Renault ne se contente pas d’un simple ajustement de puissance. Le réservoir GPL passe de 40 à 50 litres, ce qui change concrètement la donne. Associé au réservoir essence de 48 litres, le Captur revendique désormais jusqu’à 1 400 km d’autonomie cumulée. À l’heure où l’angoisse de la borne hante encore une partie des acheteurs, cet argument n’a rien d’anecdotique. D’autant que le réseau GPL reste dense en France, avec environ 1 500 stations, souvent ignorées mais bien réelles.
Sur le plan environnemental, Renault avance des chiffres réalistes. En roulant au GPL, les émissions de CO₂ chutent d’environ 10 % par rapport à une version essence équivalente, avec un minimum annoncé à 117 g/km. Ce n’est évidemment pas une révolution verte, mais c’est un compromis cohérent pour qui cherche à réduire son budget carburant sans changer radicalement ses habitudes.

Prix de départ à 26400 euros
L’autre point fort de cette évolution tient à sa logique tarifaire. Le Captur Eco-G 120 démarre à 26 400 €, exactement au même prix que l’Eco-G 100 qu’il remplace. Dans un marché où chaque mise à jour rime généralement avec inflation, cette stabilité mérite d’être soulignée. À équipement équivalent, peu de SUV urbains proposent aujourd’hui une telle polyvalence énergétique à ce niveau de prix, y compris face à des concurrents comme le Dacia Duster GPL ou certains mild-hybrid plus chers à l’usage.
Renault rappelle au passage son savoir-faire historique sur le GPL, une technologie intégrée dès la conception et non greffée a posteriori. Le réservoir est logé à la place de la roue de secours, sans compromis sur l’habitabilité ni sur la fiabilité, annoncée équivalente à celle d’un moteur essence classique.
Le Captur profite aussi de mises à jour plus transversales : nouveaux rétroviseurs plus aérodynamiques, aides à la conduite enrichies, caméra intérieure de surveillance de l’attention du conducteur, caméras de stationnement à définition améliorée.
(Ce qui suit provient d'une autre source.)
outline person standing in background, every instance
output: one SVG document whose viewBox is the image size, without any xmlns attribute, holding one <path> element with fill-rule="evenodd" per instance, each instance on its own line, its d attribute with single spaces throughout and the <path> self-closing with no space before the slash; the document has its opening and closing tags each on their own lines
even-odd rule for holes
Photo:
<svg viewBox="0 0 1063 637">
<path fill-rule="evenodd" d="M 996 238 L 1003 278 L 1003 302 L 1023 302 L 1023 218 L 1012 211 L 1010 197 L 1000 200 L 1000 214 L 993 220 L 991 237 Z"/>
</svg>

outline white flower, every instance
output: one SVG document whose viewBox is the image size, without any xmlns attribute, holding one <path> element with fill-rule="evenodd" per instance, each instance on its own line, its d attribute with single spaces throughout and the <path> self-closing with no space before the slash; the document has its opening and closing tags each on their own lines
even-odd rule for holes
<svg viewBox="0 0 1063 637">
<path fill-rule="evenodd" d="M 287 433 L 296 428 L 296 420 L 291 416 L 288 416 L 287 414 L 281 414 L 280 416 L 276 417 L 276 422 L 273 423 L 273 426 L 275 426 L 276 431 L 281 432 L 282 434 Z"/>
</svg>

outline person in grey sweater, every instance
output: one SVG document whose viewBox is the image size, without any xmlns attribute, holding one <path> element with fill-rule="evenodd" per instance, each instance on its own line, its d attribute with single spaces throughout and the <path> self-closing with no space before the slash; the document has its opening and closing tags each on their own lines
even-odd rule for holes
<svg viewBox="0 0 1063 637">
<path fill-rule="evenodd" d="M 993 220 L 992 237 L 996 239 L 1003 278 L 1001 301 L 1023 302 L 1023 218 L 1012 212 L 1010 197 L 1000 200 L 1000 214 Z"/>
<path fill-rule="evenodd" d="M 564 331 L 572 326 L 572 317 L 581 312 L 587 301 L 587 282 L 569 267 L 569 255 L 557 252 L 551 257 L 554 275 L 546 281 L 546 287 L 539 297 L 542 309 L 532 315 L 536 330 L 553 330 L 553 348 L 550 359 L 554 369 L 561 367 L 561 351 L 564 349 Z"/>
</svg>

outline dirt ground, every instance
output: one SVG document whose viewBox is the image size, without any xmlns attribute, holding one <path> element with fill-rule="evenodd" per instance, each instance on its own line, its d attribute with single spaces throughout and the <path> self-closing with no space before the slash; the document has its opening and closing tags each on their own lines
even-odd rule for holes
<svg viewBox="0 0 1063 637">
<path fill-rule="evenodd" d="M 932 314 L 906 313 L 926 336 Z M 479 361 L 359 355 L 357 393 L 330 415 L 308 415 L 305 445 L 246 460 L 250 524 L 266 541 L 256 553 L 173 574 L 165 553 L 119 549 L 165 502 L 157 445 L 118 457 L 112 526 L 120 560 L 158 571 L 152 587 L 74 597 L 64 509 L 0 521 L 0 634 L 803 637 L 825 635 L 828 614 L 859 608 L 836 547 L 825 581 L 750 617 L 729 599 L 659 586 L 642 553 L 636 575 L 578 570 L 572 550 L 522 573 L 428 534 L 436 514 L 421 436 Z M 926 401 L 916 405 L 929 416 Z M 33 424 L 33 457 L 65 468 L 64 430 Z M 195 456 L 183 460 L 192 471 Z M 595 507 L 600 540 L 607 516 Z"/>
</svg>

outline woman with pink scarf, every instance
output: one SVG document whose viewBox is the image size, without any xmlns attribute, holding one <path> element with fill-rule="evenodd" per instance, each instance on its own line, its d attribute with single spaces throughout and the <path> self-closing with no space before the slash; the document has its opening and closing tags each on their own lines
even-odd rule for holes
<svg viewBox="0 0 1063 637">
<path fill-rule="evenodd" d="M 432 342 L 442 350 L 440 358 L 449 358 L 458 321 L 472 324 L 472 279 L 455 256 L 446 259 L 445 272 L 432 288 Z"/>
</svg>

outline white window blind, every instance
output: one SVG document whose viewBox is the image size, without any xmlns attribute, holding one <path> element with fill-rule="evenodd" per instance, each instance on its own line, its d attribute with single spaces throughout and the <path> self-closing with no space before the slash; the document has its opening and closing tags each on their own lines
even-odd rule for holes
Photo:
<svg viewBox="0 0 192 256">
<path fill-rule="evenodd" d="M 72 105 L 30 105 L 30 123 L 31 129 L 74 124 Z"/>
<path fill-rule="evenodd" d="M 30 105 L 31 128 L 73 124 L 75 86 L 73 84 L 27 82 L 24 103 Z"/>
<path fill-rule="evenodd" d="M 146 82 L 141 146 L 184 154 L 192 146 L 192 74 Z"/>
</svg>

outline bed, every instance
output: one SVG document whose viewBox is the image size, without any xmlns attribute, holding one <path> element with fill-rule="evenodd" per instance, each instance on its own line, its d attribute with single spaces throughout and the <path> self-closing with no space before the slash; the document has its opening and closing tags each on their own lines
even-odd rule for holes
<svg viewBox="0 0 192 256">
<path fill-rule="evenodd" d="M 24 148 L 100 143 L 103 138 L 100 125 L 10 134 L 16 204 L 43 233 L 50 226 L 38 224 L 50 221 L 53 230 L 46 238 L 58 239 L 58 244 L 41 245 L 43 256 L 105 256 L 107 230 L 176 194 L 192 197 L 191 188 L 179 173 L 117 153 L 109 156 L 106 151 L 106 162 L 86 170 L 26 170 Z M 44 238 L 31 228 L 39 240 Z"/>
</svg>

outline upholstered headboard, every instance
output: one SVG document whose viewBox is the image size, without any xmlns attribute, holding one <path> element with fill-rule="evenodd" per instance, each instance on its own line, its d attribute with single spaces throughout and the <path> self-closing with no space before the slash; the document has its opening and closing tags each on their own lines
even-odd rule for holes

Une solution alternative à l’hybride
Dans la gamme, l’Eco-G 120 vient s’intercaler intelligemment entre le TCe 115 essence et le full hybrid E-Tech 160. Il ne cherche pas à rivaliser en agrément pur avec l’hybride, ni à séduire les amateurs de performances, mais il coche des cases très concrètes : coût d’usage, autonomie, simplicité.
En France en janvier 2026, les ventes de voitures GPL dépassent désormais celles des voitures diesel, mais avec une part qui reste assez faible : 2,5 % des ventes.